I wound up as executor of Lynne's estate. As those close to me can tell you, it's been a long, sometimes painful process. There were issues with her mom understanding what was going on. There were issues with some charities (which will remain unnamed here, but if you really want to know who contact me and I'll be happy to tell you) causing trouble because they didn't think they got their "fair share" of what she left them in her relatively small estate. And ultimately, the whole thing caused a bit of a rift between her mom and my mom, which I had nothing to do with, but which I regret.

I had distributed most of the funds due to Lynne's mother, as her sole heir, quite awhile back. Yesterday, I closed out the bank account, being satisfied that after this length of time, there would be no more claims against the estate. Today, I mailed the check for the balance to her mother.

So this chapter in my life is now officially closed. Aside from putting things in file folders and moving them to my archives, my work is finished. And Lynne's time here on earth is complete.

I sent a letter with the check to her mother saying telling her to consider this little windfall as Lynne's final gift to her and to go out and do something nice for herself with it. I doubt I ever hear what she does. I'll be able to track that the package was delivered, and that's about it.

A lot of things have changed for me in these three years. I learned not to take people around me for granted, because they may not be there. I learned not to wait till tomorrow to do what I want, because tomorrow may not come (thus, the Hummer, that I bought a week after Lynne's death). And I've learned that somehow, someway, I always end up with a lot more responsibility than I bargain for. Danged if I know how that happens.

So, my friend, goodbye. I love you like the sister I never had. I miss you. I hope the life you have now is much happier than the one you had here.
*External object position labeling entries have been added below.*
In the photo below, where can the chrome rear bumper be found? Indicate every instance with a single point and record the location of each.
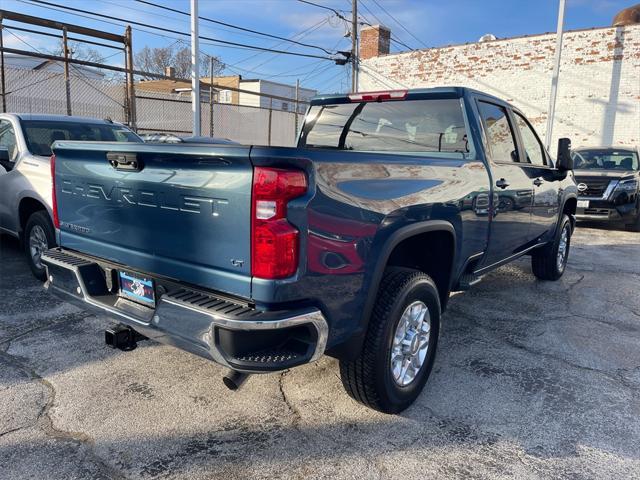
(229, 332)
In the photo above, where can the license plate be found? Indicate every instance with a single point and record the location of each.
(137, 288)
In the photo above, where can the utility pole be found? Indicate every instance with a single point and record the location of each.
(195, 69)
(354, 46)
(67, 80)
(131, 92)
(297, 100)
(210, 95)
(4, 89)
(556, 74)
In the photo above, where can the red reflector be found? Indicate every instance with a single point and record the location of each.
(54, 199)
(275, 249)
(378, 96)
(274, 241)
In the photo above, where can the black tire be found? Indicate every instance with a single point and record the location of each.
(38, 225)
(368, 378)
(545, 262)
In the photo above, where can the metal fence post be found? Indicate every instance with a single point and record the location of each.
(129, 76)
(67, 80)
(4, 90)
(269, 124)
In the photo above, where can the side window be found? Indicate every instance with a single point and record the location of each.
(8, 139)
(499, 133)
(532, 146)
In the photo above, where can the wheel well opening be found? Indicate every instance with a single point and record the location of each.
(431, 253)
(28, 207)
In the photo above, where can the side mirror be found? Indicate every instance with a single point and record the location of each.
(564, 161)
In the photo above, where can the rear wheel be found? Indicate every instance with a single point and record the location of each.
(550, 261)
(39, 236)
(400, 343)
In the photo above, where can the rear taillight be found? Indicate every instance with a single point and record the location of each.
(54, 199)
(274, 241)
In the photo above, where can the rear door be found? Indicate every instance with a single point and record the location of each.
(183, 212)
(546, 196)
(512, 198)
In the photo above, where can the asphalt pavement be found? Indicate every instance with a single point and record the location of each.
(532, 380)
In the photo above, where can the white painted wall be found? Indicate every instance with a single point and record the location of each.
(273, 88)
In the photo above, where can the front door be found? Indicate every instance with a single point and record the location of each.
(7, 213)
(512, 198)
(546, 195)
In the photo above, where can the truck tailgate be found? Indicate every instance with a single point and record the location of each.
(179, 211)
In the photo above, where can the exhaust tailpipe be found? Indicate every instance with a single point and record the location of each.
(233, 379)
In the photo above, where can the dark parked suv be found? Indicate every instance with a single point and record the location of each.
(608, 185)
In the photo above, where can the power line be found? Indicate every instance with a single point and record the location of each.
(399, 23)
(184, 34)
(236, 26)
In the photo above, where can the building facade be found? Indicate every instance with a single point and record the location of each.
(598, 99)
(267, 87)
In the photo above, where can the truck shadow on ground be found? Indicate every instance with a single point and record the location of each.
(530, 376)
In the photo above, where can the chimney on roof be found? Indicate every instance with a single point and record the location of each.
(374, 41)
(628, 16)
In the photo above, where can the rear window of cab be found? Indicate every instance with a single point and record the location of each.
(434, 126)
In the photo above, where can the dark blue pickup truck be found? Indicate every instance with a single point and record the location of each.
(264, 258)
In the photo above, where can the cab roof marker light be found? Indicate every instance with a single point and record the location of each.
(379, 96)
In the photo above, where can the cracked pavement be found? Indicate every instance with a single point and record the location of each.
(532, 380)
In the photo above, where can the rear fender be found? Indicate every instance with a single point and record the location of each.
(380, 255)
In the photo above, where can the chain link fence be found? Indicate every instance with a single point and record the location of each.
(171, 113)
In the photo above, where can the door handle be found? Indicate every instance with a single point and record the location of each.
(502, 183)
(124, 161)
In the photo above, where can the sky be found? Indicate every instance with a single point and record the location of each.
(414, 23)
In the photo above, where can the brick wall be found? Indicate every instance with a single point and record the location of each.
(374, 40)
(598, 99)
I'll see you again one day.

3 comments:

Ria said...

Your friend was lucky to have a friend like you,

{{{hugs}}}

Anonymous said...

I love you.

Peace, love, and hugs to you.

cliff said...

You were a lifeline for me during my difficult ordeal with Dad's stroke and subsequent passing; I will always consider myself lucky to have had your support.

And you know how I feel about allotting yourself some joys for the moment rather than deferring them until an undefined later time!